The latest group arrived Rakhine State on Tuesday morning after they reported to local authorities. Myanmar officials checked their identities to ensure they were on the list and not members of the Arakan Rohingya Salvation Army (ARSA).
In August 2017, the armed Islamist group carried out a series of coordinated attacks against the Myanmar Armed Forces in Maungdaw.
Various camps in the Cox’s Bazar, a border district, host at least one million refugees who fled during different waves of violence.
On 23 November 2017, the two countries agreed on the “safe, dignified, voluntary and sustainable” repatriation of displaced persons. The process was set to start on 15 November 2018, but no one was willing to go back, at least not until Myanmar guarantees “security and citizenship rights”.

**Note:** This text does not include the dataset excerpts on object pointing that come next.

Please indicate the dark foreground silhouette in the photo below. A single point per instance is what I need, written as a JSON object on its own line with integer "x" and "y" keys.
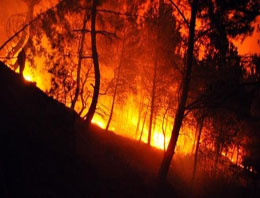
{"x": 46, "y": 152}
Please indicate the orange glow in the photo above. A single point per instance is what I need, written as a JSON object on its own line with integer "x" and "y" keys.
{"x": 28, "y": 77}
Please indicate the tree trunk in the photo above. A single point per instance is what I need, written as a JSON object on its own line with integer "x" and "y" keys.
{"x": 117, "y": 82}
{"x": 181, "y": 106}
{"x": 22, "y": 42}
{"x": 93, "y": 105}
{"x": 139, "y": 117}
{"x": 81, "y": 48}
{"x": 152, "y": 98}
{"x": 197, "y": 151}
{"x": 141, "y": 134}
{"x": 164, "y": 129}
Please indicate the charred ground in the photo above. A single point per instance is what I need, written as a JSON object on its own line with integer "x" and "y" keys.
{"x": 46, "y": 151}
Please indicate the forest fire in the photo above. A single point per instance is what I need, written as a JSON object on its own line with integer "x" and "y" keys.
{"x": 152, "y": 71}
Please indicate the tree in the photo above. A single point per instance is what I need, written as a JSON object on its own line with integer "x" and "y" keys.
{"x": 93, "y": 105}
{"x": 184, "y": 93}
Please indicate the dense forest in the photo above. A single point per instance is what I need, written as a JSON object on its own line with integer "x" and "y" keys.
{"x": 163, "y": 72}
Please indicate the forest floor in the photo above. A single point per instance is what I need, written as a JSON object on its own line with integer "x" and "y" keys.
{"x": 46, "y": 151}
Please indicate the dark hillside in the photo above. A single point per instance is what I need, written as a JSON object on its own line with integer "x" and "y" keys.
{"x": 46, "y": 151}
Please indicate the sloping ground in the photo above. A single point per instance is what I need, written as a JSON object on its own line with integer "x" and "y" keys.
{"x": 45, "y": 151}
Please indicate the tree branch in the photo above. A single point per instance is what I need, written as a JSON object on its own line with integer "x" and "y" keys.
{"x": 180, "y": 12}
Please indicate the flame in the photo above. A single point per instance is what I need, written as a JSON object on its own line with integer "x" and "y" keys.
{"x": 28, "y": 77}
{"x": 98, "y": 122}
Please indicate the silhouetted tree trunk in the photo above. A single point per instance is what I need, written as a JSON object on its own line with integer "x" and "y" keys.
{"x": 164, "y": 129}
{"x": 81, "y": 48}
{"x": 152, "y": 99}
{"x": 184, "y": 93}
{"x": 141, "y": 134}
{"x": 201, "y": 121}
{"x": 93, "y": 105}
{"x": 139, "y": 117}
{"x": 116, "y": 87}
{"x": 29, "y": 16}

Last 21 August, a second attempt also failed. Bangladeshi Foreign Minister Abul Kalam Abdul Momen said that Bangladesh and Myanmar were "fully ready" that evening. He blamed Rohingya leaders and NGOs of trying to discourage refugees from going home.
According to Bangladeshi Prime Minister Sheikh Hasina, the Rohingya are now “a big burden for us”. In fact, many Bangladeshis have begun to show signs of intolerance towards the refugees.
Crimes such as robberies, murders, prostitution and drug trafficking have increased in Cox’s Bazar refugee camps and adjacent towns. The governments of Myanmar and Bangladesh blame each other for the failure of the process.
Win Myat Aye, Myanmar's Minister for Social Welfare, Relief and Resettlement, said today that his government wants Rohingya refugees to return and that it has completed the preparations to receive them.
He urged Bangladesh to immediately return the 400 or more Hindu refugees who have agreed to be repatriated, as this could help kick-start the stalled repatriation programme.